La consultation entourant ce règlement, qui prévoit un effet de moratoire sur l’octroi de tels permis actuellement en vigueur, prendra fin mardi. Dans les dernières semaines, des propriétaires ont fait part de leur opposition à ce règlement. De jeunes familles ont notamment déploré de ne pas pouvoir transformer leur duplex en une maison unifamiliale afin de répondre à leurs besoins.

Le CAPE craint donc maintenant que l’arrondissement prévoit des assouplissements à ce nouveau cadre réglementaire afin de trouver un «équilibre» entre les demandes des propriétaires et des locataires.

«Nous croyons que ce n’est pas du tout nécessaire. La majorité des locataires qui se font évincer sont des familles et des personnes à faibles revenus qui peinent à trouver d’autres ménages abordables», souligne Mme Darwish. Elle craint ainsi que les propriétaires puissent «profiter» d’éventuels «ajustements» au règlement pour procéder à des évictions de locataires.

Amy Darwish estime en outre que l’arrondissement devrait plutôt aller «un peu plus loin» dans son règlement. Elle propose à cet égard que «tous les permis de rénovation soient conditionnels à la non-éviction des locataires».

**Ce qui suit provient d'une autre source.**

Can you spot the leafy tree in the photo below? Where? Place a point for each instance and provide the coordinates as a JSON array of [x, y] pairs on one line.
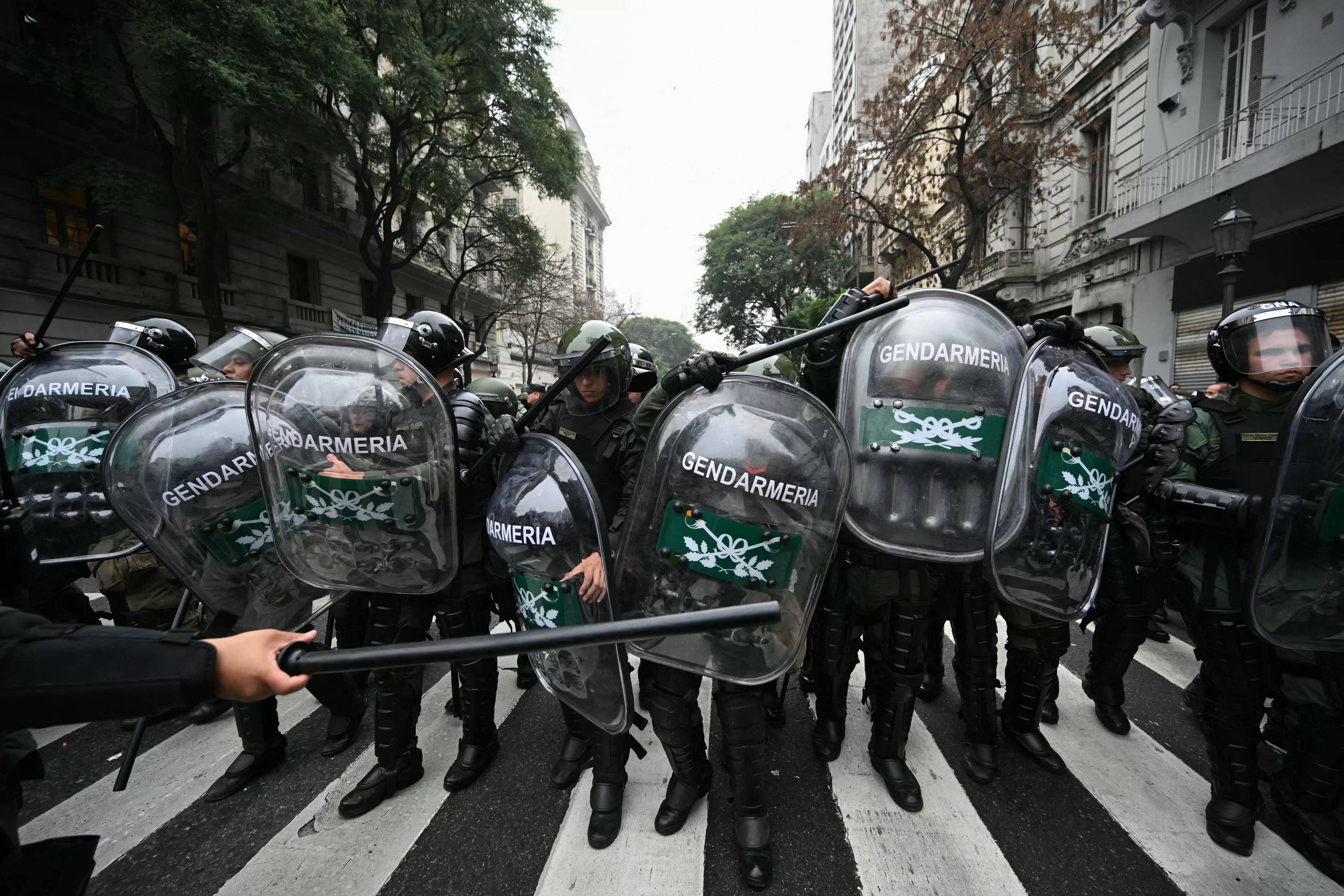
[[671, 342], [966, 120], [447, 99], [761, 266]]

«L’arrondissement ne peut pas céder à une petite minorité de propriétaires riches.» -Amy Darwish, organisatrice communautaire au CAPE

Un droit, martèle la CORPIQ

Selon la Corporation des propriétaires immobiliers du Québec (CORPIQ), le fait d’empêcher les divisions et subdivisions de logement représente «un recul des droits des propriétaires». Elle envisage d’ailleurs d’utiliser la voie «juridique», si nécessaire, pour contester ce règlement.

«On risque de pousser les familles à l’extérieur de Montréal. C’est inacceptable», lance à Métro la conseillère principale à la CORPIQ, Marie-France Daoust, qui souligne d’autre part que de nombreux logements en piètre état «ont besoin de rénovations».

Contacté par Métro, le cabinet de la mairesse d’arrondissement, Giuliana Fumagalli, a fait par de son intérêt de trouver un «équilibre judicieux» entre les demandes des propriétaires et des locataires. Les élus de l’arrondissement consulteront les mémoires déposés pendant cette consultation au cours des prochaines semaines afin de voir quels «compromis» pourraient prévoir ce règlement, dont l’adoption devrait avoir lieu en septembre, indique-t-on à Métro.